If you had a single argument template like so: 如果你有一个像这样的参数模板:
template<typename Result> using Fun = std::function<void(Result)>;
template<typename Result> void yield(Fun<Result>&& body) {};
You'll notice that 你会注意到的
yield<char>(
[](char) -> void {} // 3. fail, seems achievable
);
Has no trouble at all because the entirety of std::function
is deducible. 完全没有问题,因为整个std::function
是可以推断的。
But as soon as we make a variadic template our compilers become unhappy: 但是只要我们制作一个可变参数模板,我们的编译器就会变得不快乐:
template<class... Result> using Fun = std::function<void(Result...)>;
template<class... Result> void yield(Fun<Result...>&& body) {};
This is because, like it or not, the compiler is going to try to deduce more template arguments for Fun<Result...>
given the value that was passed in ([temp.deduct.type]). 这是因为,无论喜欢与否,编译器将尝试为Fun<Result...>
推导出更多模板参数,给定传入的值 ([temp.deduct.type])。
yield2
sidesteps this issue because it places the resulting type into a non-deduced context, but since you explicitly specify the template arguments, it will use only those explicitly specified arguments ( char
) to deduce the type (#1 works for basically the same reason). yield2
回避了这个问题,因为它将结果类型放入非推导的上下文中,但由于您明确指定了模板参数,因此它将仅使用那些显式指定的参数( char
)来推断类型(#1的工作原理基本相同)。
The best workaround I think is your yield2
attempt, however you may also do something like this to prevent the value being passed from participating in type deduction: 我认为最好的解决方法是你的yield2
尝试,但是你也可以这样做以防止从参与类型推导传递的值:
auto fn = &yield<char>;
fn(
[](char) -> void {}
);
Another workaround is to static_cast
your call to yield
to the proper type: (Really I'm just reading through other possible workarounds under "The non-deduced contexts are:" for [temp.deduct.type]) 另一个解决方法是static_cast
你的调用yield
正确的类型:(我真的只是阅读[tempddeduct.type]的“非推断的上下文是:”下的其他可能的解决方法)

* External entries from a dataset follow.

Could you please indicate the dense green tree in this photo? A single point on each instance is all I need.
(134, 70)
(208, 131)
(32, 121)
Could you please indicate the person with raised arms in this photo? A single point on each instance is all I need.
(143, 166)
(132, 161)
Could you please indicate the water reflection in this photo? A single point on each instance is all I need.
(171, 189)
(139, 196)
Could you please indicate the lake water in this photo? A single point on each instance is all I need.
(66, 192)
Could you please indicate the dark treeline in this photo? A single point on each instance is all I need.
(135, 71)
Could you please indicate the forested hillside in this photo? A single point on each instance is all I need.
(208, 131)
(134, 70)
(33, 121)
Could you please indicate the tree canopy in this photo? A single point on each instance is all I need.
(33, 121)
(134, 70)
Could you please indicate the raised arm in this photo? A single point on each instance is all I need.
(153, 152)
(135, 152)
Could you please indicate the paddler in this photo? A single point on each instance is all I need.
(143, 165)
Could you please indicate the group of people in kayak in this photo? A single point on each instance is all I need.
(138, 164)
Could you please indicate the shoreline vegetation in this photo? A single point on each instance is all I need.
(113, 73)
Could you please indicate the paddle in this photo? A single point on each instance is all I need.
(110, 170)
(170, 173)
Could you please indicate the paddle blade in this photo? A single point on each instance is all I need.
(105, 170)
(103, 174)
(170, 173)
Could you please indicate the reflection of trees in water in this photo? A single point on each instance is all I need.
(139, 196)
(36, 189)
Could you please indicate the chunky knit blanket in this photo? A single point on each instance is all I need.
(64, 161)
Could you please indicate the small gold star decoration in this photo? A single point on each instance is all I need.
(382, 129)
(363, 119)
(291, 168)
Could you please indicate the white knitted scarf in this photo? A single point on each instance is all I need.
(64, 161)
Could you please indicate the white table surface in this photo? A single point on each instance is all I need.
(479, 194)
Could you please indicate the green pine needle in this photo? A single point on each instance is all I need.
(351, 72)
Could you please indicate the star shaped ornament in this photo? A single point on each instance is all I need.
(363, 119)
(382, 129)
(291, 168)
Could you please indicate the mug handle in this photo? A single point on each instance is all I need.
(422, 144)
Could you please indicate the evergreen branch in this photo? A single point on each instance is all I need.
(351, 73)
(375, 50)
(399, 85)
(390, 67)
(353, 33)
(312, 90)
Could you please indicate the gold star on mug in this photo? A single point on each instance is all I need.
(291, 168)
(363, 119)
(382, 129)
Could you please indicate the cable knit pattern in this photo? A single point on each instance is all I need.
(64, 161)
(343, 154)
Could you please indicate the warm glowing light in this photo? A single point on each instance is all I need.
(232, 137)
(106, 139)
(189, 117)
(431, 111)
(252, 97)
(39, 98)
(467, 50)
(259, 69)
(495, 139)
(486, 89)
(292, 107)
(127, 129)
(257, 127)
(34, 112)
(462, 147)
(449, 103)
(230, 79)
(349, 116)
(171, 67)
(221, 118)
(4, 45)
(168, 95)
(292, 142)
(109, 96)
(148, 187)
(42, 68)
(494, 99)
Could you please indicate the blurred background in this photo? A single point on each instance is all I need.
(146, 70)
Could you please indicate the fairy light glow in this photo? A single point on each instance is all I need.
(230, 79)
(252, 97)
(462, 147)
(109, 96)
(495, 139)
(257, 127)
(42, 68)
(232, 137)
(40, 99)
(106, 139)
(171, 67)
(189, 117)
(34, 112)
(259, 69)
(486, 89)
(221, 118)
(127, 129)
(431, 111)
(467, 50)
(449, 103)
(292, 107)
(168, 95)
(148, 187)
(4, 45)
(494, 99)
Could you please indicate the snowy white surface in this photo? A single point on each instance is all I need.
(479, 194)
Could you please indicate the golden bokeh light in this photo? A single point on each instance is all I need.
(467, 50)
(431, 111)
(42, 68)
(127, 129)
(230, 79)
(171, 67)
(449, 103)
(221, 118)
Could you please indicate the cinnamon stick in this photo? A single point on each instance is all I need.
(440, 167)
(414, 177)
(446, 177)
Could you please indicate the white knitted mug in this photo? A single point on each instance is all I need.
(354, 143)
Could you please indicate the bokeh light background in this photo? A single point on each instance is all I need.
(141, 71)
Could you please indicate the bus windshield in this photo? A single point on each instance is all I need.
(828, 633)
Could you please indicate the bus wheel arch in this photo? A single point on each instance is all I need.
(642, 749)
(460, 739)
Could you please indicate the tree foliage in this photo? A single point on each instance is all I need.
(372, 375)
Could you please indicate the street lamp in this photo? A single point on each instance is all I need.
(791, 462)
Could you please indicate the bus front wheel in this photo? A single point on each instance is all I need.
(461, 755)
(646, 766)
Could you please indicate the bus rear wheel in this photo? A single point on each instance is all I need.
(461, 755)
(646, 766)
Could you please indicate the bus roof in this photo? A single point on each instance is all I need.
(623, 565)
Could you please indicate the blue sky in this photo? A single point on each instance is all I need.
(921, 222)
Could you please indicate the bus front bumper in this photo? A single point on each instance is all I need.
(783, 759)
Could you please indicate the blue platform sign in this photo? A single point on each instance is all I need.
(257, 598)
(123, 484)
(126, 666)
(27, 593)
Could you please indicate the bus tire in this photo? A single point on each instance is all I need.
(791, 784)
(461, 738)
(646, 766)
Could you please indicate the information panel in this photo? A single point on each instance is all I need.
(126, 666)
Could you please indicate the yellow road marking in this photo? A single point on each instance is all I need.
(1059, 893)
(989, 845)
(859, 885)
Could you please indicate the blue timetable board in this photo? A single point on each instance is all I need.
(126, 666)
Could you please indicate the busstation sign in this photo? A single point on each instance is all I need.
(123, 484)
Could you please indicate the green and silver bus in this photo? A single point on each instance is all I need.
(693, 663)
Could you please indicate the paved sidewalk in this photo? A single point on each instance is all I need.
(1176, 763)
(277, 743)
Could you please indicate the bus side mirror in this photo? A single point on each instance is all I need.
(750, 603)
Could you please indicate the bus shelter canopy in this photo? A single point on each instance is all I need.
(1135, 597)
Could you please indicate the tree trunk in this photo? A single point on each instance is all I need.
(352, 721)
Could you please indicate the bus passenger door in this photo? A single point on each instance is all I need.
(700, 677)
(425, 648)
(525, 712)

using fn_type = void(*)(Fun<char>&&);
static_cast<fn_type>(&yield)(
[](char) -> void {}
);
Edit: Finally, you could write some additional boilerplate templating to make the call look nicer (something approaching your #4). 编辑:最后,您可以编写一些额外的样板模板,以使调用看起来更好(接近您的#4)。 Bear in mind this is an incomplete impl made for example: 请记住,这是一个不完整的impl例如:
The goal of this templating is to detect the lambda's operator()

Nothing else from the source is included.